Medical Debt: 2022 Update
Written on Jul 07,2022 by Joe Mahlow
This summer, the three major credit bureaus, TransUnion, Experian, and Equifax, are making some big changes to their medical collections policy by announcing that they will delete 70% of medical collections from consumer credit reports by July 1, 2022. The credit bureaus will also stop adding new, unpaid medical collections to credit reports until those debts are a year old. And in 2023, medical collections under $500 will no longer show up on consumer credit reports.
Millions of Americans struggle with medical debt and the negative impact they can have on credit scores. Unfortunately, medical collections can make it difficult (and sometimes impossible) for people to access new financing when they need it. Medical collections on credit reports might even make it harder for some people to land a job and this is so wrong.
Medical Debt UnFun Facts:
- One in three American adults has medical debt.
- Most medical collections on credit reports are for debts under $500.
- 58% of all third-party collections on credit reports were for medical debt in 2021.
- Two-thirds of medical debts stem from a short-term or one-time medical expense (not a long-term pattern of bad credit behaviors).
So why are the credit bureaus doing us a solid by removing 70% of medical collections?

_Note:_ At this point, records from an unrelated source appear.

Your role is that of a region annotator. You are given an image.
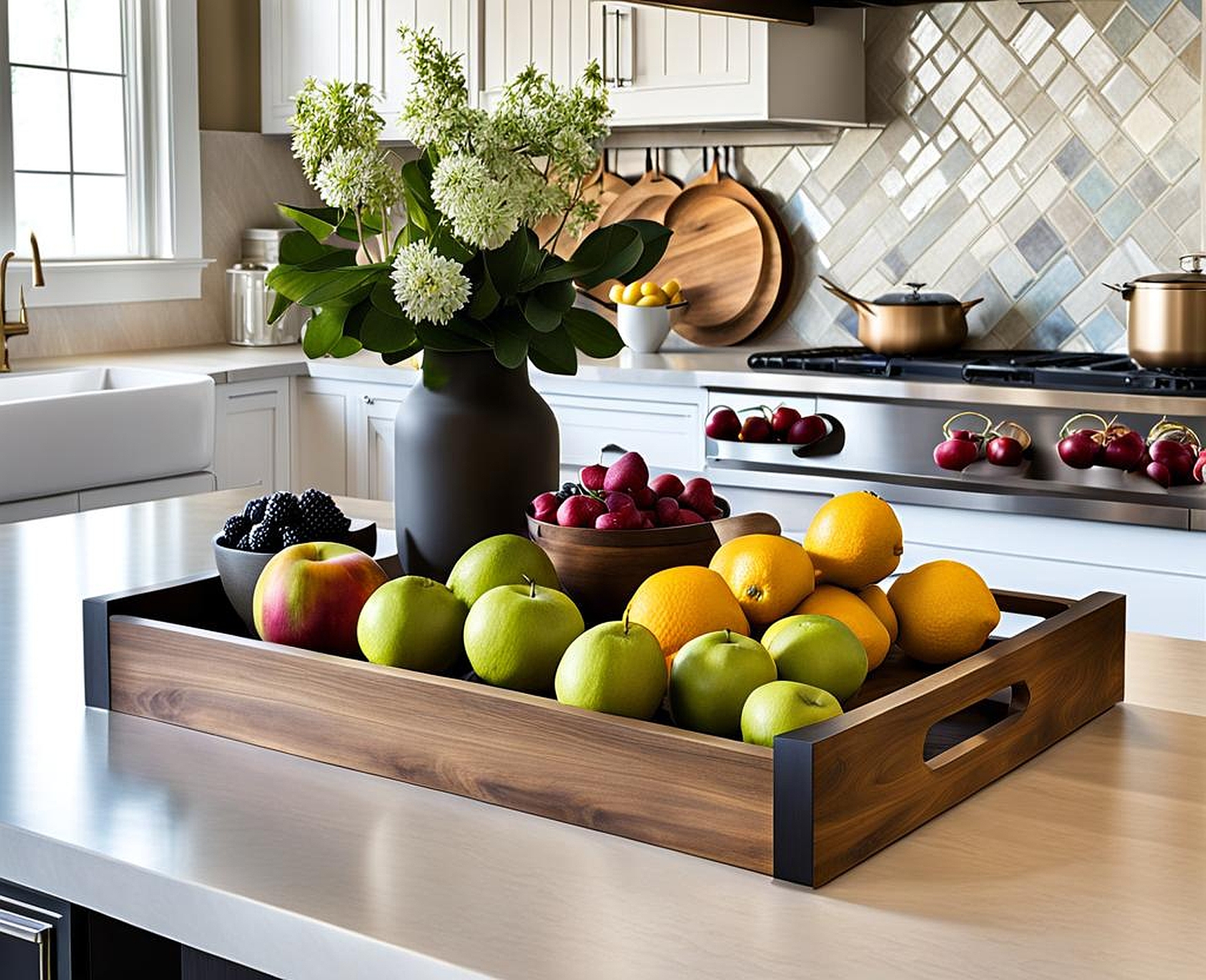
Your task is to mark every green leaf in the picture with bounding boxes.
[301,307,350,357]
[465,268,501,320]
[297,266,390,307]
[562,307,623,357]
[493,309,532,368]
[277,204,343,241]
[528,325,578,374]
[329,337,363,357]
[361,307,416,354]
[381,341,423,365]
[481,228,528,296]
[369,279,405,317]
[617,217,674,286]
[523,292,562,333]
[415,321,488,352]
[536,281,578,315]
[268,292,293,323]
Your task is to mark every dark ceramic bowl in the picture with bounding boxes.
[214,518,376,636]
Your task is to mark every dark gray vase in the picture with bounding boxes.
[393,351,560,582]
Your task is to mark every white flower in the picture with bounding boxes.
[432,153,521,249]
[391,241,470,323]
[314,146,401,212]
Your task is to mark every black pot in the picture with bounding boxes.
[393,351,560,582]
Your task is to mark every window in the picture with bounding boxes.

When negative information shows up on your credit report (i.e., collection accounts, late payments, etc.), lenders may feel that doing business with you is a bigger risk. Even a medical collection on your credit report could damage your credit score and make it harder for you to qualify for financing.
People with paid medical collections on their credit reports are less likely to make late payments than other people with the same credit score. Per the CFPB, these consumers should have credit scores that are around 20 points higher on average. Therefore, it seems that medical collections may not be as accurate at predicting future defaults compared with other types of collection accounts. Billing errors are also common with medical bills, and patients are the ones who pay the price when mistakes happen.
The credit bureaus have been under pressure for years to update credit reporting practices. And the COVID-19 pandemic has only made medical debt issues more pressing for many people. As a result, all three credit bureaus have announced medical credit reporting changes to “help people across the United States focus on their financial and personal wellbeing.”
Even though these major changes to how medical debt will be included on consumer credit reports start soon, it’s still important to work hard and keep your credit in the best shape possible across all factors.